US 12,112,198 B2
	Asynchronous distributed data flow for machine learning workloads
Jeffrey Adgate Dean, Palo Alto, CA (US); Sudip Roy, San Jose, CA (US); Michael Acheson Isard, San Francisco, CA (US); Aakanksha Chowdhery, Mountain View, CA (US); Brennan Saeta, Kirkland, WA (US); Chandramohan Amyangot Thekkath, Palo Alto, CA (US); Daniel William Hurt, Westminster, CO (US); Hyeontaek Lim, Palo Alto, CA (US); Laurent El Shafey, Mountain View, CA (US); Parker Edward Schuh, Mountain View, CA (US); Paul Ronald Barham, San Francisco, CA (US); Ruoming Pang, New York, NY (US); Ryan Sepassi, Palo Alto, CA (US); Sanjay Ghemawat, Mountain View, CA (US); and Yonghui Wu, Fremont, CA (US)
Assigned to Google LLC, Mountain View, CA (US)
Filed by Google LLC, Mountain View, CA (US)
Filed on Dec. 15, 2022, as Appl. No. 18/082,415.
Application 18/082,415 is a continuation of application No. 17/738,909, filed on May 6, 2022, granted, now 11,556,381.
Claims priority of provisional application 63/186,031, filed on May 7, 2021.
Prior Publication US 2023/0118303 A1, Apr. 20, 2023
Int. Cl. G06F 17/10 (2006.01); G06F 9/48 (2006.01); G06N 3/063 (2023.01); G06N 3/08 (2023.01)

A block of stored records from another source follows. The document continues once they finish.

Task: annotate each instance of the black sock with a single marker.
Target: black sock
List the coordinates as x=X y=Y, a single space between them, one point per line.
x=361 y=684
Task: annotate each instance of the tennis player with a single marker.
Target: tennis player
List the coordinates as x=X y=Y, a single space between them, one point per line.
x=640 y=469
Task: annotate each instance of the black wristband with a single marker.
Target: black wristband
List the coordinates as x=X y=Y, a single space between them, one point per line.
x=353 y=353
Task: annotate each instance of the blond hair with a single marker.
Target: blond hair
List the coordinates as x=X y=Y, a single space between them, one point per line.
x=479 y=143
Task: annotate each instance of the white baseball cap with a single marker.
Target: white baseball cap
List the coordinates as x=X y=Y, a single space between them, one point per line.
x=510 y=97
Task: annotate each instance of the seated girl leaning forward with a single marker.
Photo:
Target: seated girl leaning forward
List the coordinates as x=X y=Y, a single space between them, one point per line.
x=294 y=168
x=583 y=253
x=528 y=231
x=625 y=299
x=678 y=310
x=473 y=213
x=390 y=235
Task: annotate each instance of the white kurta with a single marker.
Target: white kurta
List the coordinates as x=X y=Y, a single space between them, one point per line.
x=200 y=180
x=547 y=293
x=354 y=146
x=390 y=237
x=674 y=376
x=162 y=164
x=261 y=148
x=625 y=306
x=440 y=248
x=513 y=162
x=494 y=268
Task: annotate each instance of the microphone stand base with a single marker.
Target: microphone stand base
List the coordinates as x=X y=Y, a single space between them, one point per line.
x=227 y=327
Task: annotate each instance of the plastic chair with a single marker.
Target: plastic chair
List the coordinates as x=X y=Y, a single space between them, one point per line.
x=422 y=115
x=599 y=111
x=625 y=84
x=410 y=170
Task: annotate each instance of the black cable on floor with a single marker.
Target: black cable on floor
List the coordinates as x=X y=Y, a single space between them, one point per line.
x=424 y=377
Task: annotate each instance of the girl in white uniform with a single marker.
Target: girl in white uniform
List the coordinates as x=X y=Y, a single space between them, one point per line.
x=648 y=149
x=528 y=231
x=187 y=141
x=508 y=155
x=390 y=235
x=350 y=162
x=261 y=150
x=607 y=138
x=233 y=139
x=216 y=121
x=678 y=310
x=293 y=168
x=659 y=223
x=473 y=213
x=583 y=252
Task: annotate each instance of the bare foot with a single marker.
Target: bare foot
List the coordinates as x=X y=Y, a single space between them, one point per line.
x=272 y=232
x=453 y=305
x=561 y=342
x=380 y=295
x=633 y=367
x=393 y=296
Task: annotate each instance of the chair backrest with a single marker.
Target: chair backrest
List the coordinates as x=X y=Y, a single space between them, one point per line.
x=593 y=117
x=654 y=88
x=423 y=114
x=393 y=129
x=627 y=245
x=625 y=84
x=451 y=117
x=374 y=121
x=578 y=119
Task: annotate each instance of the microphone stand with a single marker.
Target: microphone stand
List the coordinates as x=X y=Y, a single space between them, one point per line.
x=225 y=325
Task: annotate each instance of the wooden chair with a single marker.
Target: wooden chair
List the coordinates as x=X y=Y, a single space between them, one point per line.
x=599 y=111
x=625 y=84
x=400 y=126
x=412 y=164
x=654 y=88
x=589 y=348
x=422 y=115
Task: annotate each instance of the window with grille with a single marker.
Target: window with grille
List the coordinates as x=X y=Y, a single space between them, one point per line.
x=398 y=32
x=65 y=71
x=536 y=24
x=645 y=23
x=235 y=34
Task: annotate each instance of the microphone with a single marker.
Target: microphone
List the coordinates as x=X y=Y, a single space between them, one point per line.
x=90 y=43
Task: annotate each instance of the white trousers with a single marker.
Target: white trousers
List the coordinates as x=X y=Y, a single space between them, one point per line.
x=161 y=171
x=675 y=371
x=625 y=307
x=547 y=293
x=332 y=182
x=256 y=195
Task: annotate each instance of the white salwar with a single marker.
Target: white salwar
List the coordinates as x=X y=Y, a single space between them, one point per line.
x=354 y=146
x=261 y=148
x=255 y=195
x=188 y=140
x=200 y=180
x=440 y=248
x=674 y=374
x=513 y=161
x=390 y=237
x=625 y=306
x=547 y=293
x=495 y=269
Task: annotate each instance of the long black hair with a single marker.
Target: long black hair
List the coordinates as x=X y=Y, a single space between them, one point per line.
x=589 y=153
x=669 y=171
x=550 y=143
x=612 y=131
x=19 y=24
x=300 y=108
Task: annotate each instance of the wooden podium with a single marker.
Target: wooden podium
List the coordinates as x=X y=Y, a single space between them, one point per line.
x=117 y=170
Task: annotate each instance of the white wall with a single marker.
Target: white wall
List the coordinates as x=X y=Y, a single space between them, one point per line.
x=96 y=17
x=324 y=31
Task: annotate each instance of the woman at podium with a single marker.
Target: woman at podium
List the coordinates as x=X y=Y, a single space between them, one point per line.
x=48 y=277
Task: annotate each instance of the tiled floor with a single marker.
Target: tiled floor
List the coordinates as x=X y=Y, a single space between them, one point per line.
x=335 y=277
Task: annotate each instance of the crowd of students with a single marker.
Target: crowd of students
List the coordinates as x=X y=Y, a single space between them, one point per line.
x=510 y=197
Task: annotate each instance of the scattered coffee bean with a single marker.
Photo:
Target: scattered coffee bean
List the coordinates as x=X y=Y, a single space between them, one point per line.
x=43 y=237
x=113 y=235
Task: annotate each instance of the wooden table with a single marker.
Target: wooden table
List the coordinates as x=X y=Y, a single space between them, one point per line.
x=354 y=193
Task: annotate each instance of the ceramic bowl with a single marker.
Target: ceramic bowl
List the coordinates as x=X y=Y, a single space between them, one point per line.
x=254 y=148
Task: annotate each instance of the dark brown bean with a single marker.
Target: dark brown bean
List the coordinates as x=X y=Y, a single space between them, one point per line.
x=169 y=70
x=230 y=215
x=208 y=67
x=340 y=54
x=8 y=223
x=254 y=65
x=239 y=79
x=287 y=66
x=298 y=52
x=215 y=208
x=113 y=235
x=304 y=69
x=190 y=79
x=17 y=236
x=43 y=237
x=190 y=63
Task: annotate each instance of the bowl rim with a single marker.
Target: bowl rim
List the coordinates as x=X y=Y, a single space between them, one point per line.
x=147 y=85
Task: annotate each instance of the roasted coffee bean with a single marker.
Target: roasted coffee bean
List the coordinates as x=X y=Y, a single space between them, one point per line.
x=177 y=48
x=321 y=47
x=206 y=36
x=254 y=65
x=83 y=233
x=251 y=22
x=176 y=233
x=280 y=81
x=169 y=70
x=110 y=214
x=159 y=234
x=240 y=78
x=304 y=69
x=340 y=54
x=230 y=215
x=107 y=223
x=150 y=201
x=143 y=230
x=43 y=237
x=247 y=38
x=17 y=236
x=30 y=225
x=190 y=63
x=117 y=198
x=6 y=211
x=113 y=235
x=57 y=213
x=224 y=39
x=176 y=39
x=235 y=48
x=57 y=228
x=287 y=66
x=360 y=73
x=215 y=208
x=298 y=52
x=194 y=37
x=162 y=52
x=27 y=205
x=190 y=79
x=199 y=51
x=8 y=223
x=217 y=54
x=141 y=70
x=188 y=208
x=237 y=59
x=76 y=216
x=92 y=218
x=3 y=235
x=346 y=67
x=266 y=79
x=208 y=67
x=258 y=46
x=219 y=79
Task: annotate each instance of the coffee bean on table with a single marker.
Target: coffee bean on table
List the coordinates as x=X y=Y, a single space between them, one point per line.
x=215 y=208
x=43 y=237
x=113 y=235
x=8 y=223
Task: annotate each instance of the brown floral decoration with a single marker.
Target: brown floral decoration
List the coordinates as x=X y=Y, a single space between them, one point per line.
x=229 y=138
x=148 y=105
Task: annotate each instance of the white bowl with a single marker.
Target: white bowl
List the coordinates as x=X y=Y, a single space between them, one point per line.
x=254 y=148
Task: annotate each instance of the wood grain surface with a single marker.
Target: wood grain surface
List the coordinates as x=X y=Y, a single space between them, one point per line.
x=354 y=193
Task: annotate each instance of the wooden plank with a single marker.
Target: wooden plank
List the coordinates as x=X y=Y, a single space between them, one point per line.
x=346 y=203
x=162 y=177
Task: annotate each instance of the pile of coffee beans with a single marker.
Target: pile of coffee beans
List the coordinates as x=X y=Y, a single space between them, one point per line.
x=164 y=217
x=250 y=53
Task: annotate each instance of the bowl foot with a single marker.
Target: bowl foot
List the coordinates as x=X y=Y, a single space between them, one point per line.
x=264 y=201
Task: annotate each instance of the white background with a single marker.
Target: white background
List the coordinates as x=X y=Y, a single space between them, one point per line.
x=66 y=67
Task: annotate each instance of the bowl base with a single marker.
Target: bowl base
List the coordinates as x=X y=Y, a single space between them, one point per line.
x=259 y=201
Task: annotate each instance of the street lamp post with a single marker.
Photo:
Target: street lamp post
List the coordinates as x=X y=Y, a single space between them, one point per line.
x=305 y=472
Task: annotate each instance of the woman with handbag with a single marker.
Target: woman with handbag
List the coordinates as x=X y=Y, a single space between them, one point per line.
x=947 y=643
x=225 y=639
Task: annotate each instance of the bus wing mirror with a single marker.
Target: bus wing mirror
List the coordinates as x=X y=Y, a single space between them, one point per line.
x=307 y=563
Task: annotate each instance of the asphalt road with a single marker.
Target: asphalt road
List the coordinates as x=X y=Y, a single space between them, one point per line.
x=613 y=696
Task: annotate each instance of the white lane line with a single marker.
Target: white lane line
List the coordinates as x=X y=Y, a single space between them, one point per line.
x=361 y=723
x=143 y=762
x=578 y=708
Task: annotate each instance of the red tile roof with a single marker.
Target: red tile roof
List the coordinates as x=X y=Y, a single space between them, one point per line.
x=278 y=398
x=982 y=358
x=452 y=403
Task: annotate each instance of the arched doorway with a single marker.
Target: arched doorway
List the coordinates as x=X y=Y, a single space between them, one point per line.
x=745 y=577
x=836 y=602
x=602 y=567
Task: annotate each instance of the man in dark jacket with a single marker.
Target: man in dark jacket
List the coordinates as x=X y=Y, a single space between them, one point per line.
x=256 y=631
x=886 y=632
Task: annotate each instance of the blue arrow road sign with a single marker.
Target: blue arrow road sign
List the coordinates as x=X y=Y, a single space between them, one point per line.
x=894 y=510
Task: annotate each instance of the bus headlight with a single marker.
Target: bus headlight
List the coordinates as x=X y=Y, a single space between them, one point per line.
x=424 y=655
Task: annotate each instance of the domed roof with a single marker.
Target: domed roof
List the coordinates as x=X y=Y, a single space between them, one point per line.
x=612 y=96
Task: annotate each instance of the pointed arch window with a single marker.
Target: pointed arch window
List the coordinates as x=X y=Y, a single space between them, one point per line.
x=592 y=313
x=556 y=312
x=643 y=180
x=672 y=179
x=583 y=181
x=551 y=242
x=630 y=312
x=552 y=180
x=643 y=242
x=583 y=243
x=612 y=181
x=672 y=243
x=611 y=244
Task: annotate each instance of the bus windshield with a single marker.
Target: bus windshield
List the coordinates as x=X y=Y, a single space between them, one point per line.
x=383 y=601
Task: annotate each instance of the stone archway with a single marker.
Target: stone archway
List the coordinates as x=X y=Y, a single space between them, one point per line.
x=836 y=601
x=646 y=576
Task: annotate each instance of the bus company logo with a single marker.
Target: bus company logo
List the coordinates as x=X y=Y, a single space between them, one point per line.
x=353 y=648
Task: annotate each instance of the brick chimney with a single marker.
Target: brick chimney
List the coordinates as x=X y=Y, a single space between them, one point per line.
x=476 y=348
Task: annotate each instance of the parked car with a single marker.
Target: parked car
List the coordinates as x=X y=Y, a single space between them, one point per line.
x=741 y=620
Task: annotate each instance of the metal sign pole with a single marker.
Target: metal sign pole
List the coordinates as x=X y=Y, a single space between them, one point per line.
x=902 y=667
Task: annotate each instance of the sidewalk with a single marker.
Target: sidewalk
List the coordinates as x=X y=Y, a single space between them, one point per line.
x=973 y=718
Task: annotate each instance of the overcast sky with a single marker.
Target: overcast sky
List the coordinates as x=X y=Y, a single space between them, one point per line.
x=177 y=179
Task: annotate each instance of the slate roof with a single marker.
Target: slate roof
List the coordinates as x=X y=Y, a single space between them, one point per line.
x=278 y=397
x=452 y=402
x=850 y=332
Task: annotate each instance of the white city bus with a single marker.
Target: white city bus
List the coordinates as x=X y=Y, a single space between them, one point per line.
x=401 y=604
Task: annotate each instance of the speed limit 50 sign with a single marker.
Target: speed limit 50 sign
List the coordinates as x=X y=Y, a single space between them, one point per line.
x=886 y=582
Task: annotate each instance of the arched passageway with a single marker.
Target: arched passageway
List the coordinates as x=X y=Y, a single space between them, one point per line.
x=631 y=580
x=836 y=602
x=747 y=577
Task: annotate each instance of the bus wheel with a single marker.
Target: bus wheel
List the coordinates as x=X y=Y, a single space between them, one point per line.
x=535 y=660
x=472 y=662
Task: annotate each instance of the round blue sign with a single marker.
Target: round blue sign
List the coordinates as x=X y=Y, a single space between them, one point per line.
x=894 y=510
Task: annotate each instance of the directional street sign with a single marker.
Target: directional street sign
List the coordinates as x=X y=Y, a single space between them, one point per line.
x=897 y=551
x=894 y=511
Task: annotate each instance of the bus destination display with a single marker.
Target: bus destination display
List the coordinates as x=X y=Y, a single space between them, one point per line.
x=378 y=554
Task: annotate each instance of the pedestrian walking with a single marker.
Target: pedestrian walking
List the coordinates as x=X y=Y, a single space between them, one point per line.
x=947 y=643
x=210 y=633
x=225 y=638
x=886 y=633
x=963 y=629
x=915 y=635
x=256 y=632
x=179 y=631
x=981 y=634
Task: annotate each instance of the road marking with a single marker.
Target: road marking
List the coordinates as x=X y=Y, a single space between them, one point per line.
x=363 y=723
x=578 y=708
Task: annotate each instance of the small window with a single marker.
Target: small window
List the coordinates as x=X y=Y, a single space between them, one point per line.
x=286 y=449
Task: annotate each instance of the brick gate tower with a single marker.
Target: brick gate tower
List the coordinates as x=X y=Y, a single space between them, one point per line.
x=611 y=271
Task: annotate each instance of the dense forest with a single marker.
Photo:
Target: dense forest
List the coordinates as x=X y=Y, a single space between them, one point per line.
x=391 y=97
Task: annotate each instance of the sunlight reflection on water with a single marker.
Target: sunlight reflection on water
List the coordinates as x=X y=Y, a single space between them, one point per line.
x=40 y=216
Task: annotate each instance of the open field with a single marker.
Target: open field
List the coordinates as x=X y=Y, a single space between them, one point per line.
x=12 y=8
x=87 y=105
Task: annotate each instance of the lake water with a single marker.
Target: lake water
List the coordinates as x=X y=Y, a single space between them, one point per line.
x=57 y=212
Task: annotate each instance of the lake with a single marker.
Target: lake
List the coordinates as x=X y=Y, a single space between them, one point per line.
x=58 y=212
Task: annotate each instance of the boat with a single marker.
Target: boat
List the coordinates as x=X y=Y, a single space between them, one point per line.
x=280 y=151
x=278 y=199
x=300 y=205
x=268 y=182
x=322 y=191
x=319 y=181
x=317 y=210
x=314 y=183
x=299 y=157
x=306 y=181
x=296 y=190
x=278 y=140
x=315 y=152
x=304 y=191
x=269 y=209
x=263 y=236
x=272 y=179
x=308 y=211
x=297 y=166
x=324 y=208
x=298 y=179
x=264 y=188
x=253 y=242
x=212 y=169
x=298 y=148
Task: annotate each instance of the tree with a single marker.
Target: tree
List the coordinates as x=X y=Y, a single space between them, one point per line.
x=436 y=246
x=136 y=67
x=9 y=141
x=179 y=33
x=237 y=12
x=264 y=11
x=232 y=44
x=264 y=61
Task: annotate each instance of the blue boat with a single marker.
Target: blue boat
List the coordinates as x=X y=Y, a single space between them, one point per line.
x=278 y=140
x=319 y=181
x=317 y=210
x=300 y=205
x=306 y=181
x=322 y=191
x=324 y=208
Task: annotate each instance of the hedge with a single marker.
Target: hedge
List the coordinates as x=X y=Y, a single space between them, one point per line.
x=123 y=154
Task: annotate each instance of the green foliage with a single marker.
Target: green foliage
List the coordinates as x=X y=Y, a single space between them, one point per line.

CPC G06F 9/4881 (2013.01) [G06N 3/063 (2013.01); G06N 3/08 (2013.01)]

18 Claims

1. A system comprising:

a plurality of accelerator islands, each accelerator island comprising a respective plurality of hardware devices that include a plurality of hardware accelerators and a corresponding host for each of the plurality of hardware accelerators, wherein the hardware accelerators within each accelerator island are interconnected with one another over an interconnect network, and are connected to the hardware accelerators within another accelerator island over a data center network through their corresponding hosts; and

a respective scheduler for each of the plurality of accelerator islands that is configured to schedule workloads across the plurality of accelerators and corresponding hosts in the accelerator island, wherein the system is configured to:

receive data representing a machine learning workload; and

assign a respective portion of the machine learning workload to each of the plurality of accelerator islands for scheduling by the respective scheduler for the accelerator island, wherein the respective scheduler is configured to, when the respective portion of the machine learning workload assigned to the accelerator island is a regular computation, schedule the respective portion of the machine learning workload using parallel asynchronous dispatch.